For prompt-based teen safety policies that already use a shared risk_area × intent × age_band matrix, what concrete evaluation protocol (metrics, test sets, and A/B-able UX probes) best helps developers tune the trade-off between false positives and underprotection for specific high-risk slices (like self-harm and sexual content) without overfitting to aggregate satisfaction scores?
teen-safe-ai-ux | Updated at
Answer
Use a slice-first eval protocol tied to the matrix, with per-slice metrics, targeted test sets, and small UX A/Bs.
- Metrics (all slice- and age-band–scoped)
- Safety: • FP_block_rate: % of clearly safe, beneficial queries in a (risk_area, intent, age_band) that get blocked/over-redacted. • underprot_rate: % of clearly unsafe outputs for that slice (breaching non-negotiables or policy cell). • near_miss_rate: % of outputs that are allowed but hit “borderline” tags (e.g., method hints, explicitness above target).
- UX: • helpful_partial_rate: % of blocked/partial answers in a slice that teens/raters tag as “still helpful.” • clarify_success_rate: % of ambiguous-slice turns where a clarifying question leads to a safe, allowed answer.
- Ops: • slice_vol_share: share of traffic in each high-risk slice. • slice_regression_flag: binary per slice if underprot_rate or FP_block_rate moves beyond pre-set bounds.
- Test sets
- Policy-matrix–aligned eval sets: • For each high-risk slice (e.g., self-harm × help-seeking × 13–15): – 50–200 gold prompts labeled with: ground-truth risk_area, intent, age_band, and desired cell action. – Separate subsets for: clearly safe-beneficial, clearly unsafe, and ambiguous. • Include paired prompts where semantics are similar but intent differs (help-seeking vs how-to; sex-ed vs pornographic curiosity).
- Teen-rated UX set: • Small, regularly refreshed set where teens or youth experts rate: perceived judgment, clarity, helpfulness of refusals/partials.
- Abuse/red-team set: • Prompts optimized to break the target slice (e.g., coded language for self-harm methods, kink-coded but teen-directed sex content).
- A/B-able UX probes
- Refusal variants within a slice: • A vs B: short, firm refusal vs more explanatory, resource-rich refusal; measure helpful_partial_rate and re-prompt behavior.
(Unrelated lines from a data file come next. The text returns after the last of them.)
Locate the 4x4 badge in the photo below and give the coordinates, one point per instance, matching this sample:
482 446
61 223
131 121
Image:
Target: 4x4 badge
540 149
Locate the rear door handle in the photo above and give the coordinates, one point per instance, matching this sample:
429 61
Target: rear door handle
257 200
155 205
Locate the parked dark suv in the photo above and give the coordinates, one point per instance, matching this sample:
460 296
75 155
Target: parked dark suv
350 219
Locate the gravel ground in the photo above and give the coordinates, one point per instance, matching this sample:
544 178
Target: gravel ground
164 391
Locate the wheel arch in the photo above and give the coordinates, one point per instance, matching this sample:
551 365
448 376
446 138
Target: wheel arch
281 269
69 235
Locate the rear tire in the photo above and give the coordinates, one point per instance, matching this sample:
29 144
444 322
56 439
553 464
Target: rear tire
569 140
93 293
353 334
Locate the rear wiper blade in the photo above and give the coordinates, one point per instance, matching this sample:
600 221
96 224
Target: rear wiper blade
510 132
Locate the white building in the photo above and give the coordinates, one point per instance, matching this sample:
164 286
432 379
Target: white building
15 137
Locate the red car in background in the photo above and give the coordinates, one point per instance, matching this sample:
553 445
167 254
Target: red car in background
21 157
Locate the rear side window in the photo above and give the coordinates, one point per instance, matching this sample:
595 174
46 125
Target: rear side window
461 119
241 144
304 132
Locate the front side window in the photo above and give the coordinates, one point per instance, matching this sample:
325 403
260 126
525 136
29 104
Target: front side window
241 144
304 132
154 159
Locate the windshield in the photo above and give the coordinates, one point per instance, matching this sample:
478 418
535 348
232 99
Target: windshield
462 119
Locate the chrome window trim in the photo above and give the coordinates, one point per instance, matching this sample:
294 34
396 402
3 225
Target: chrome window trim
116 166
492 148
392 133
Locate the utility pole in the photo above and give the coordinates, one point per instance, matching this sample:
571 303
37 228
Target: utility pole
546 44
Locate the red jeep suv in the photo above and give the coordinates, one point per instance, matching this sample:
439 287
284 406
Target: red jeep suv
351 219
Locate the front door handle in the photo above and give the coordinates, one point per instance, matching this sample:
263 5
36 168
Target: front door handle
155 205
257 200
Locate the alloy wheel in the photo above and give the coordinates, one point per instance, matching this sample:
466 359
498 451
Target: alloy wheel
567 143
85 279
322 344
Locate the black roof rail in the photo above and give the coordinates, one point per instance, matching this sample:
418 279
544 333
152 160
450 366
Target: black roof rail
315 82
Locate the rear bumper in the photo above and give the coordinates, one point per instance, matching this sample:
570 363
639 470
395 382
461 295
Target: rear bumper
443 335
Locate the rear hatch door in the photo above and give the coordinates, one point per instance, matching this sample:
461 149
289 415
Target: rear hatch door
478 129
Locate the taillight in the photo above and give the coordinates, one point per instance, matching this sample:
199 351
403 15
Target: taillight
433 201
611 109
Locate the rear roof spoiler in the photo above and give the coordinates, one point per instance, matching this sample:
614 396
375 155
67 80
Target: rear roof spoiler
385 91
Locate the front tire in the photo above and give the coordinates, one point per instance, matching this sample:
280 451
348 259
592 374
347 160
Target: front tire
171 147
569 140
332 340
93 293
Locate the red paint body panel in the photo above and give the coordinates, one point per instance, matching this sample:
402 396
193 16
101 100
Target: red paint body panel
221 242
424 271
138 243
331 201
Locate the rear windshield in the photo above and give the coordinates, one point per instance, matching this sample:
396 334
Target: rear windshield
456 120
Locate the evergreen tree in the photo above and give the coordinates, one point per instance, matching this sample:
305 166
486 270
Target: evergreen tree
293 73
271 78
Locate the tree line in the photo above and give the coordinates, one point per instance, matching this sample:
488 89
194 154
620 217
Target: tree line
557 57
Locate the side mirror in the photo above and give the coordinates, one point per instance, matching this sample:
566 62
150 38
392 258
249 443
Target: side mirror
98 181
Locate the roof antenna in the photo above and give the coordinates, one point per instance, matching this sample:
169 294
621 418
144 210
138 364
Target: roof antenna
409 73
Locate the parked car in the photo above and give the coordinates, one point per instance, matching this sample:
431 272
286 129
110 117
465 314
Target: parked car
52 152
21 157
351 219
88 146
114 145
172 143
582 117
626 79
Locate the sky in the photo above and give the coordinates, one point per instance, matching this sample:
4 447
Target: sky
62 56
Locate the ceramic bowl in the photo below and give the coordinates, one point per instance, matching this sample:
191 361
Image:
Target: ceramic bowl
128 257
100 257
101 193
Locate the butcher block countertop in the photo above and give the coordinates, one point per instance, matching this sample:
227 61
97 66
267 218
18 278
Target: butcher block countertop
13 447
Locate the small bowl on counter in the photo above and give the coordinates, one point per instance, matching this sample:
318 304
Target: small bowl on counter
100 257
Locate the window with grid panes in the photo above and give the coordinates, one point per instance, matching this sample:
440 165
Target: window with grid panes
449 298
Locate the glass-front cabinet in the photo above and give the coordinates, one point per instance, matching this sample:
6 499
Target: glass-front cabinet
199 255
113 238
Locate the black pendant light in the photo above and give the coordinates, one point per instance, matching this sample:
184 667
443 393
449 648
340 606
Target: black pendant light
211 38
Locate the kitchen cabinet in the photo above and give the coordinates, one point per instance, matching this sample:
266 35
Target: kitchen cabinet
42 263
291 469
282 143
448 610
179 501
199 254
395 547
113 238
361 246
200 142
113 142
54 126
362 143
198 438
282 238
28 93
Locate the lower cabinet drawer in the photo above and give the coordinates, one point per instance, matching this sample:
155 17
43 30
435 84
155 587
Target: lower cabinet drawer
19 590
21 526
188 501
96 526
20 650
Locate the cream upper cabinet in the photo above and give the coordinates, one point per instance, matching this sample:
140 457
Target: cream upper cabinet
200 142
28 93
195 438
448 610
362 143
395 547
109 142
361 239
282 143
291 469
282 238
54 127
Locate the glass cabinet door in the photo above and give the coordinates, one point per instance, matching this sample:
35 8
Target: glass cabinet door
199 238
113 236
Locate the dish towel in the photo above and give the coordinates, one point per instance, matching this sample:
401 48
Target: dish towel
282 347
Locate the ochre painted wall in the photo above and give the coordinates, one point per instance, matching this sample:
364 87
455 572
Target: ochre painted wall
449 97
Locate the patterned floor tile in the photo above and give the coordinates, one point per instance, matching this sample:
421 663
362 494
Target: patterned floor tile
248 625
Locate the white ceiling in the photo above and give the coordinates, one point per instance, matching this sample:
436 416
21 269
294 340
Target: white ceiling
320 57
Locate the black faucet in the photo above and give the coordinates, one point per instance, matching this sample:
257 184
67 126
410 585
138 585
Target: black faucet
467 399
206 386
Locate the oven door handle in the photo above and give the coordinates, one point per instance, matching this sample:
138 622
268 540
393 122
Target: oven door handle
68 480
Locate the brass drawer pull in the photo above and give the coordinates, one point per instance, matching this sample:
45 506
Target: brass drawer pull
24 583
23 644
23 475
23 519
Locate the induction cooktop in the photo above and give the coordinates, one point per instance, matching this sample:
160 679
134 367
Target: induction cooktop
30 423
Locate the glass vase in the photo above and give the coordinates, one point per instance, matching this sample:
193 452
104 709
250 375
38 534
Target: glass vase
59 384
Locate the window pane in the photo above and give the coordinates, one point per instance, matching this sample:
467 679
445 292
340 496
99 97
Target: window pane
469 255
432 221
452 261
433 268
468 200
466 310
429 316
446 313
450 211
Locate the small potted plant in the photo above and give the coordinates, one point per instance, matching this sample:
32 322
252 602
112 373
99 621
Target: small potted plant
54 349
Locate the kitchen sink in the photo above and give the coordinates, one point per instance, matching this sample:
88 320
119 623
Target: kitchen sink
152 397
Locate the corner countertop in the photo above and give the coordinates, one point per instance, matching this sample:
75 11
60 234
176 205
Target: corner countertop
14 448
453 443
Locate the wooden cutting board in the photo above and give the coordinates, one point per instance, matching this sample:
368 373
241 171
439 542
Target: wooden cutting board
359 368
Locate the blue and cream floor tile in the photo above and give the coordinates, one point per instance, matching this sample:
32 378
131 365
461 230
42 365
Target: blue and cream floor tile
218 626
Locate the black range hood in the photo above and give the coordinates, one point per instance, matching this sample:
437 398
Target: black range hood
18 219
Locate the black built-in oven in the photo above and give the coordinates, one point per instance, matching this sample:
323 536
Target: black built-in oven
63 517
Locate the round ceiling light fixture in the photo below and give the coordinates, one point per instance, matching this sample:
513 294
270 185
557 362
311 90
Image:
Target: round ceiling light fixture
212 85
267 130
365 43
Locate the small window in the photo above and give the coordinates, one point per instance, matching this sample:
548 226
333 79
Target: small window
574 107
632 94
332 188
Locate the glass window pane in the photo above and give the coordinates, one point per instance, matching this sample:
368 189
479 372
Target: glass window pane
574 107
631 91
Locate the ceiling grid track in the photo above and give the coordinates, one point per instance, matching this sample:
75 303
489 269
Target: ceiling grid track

- Clarification patterns: • A: immediate partial answer with soft safety note. • B: 1–2 clarifying questions, then answer; compare clarify_success_rate, drop-off, and underprot_rate.
- Partial-depth toggles: • A: more conservative redaction (higher FP, lower underprotection). • B: slightly deeper detail but stricter phrasing; compare underprot_rate and teen-rated usefulness.
- Protocol to tune FP vs underprotection
- Step 1: Define target bands per slice (e.g., self-harm help-seeking 13–15: underprot_rate < 0.5%, FP_block_rate < 15%).
- Step 2: Run offline on matrix-aligned test sets for each slice; log all metrics by cell.
- Step 3: For slices outside target bands: • if underprot_rate too high: tighten cell action (allow→partial, partial→block) or refusal style; re-test. • if FP_block_rate too high and underprot_rate low: relax within that cell (more partials, fewer blocks) and add clarifications.
- Step 4: Ship narrow A/Bs only on slices where offline metrics look safe; monitor slice_regression_flag using live slice_vol_share.
- Step 5: Block changes that improve global satisfaction but worsen any high-risk slice beyond its target band.
- Guardrails against overfitting to aggregate satisfaction
- Always compute and review metrics per (risk_area, intent, age_band); never rely on global averages.
- Treat high-risk slices (self-harm, sexual content, severe violence) as gatekeepers: • policy change cannot ship if any such slice regresses on underprot_rate beyond allowed band, regardless of global satisfaction.
- Keep a stable, versioned slice eval set; add but never drop earlier hard cases so regressions are visible over time.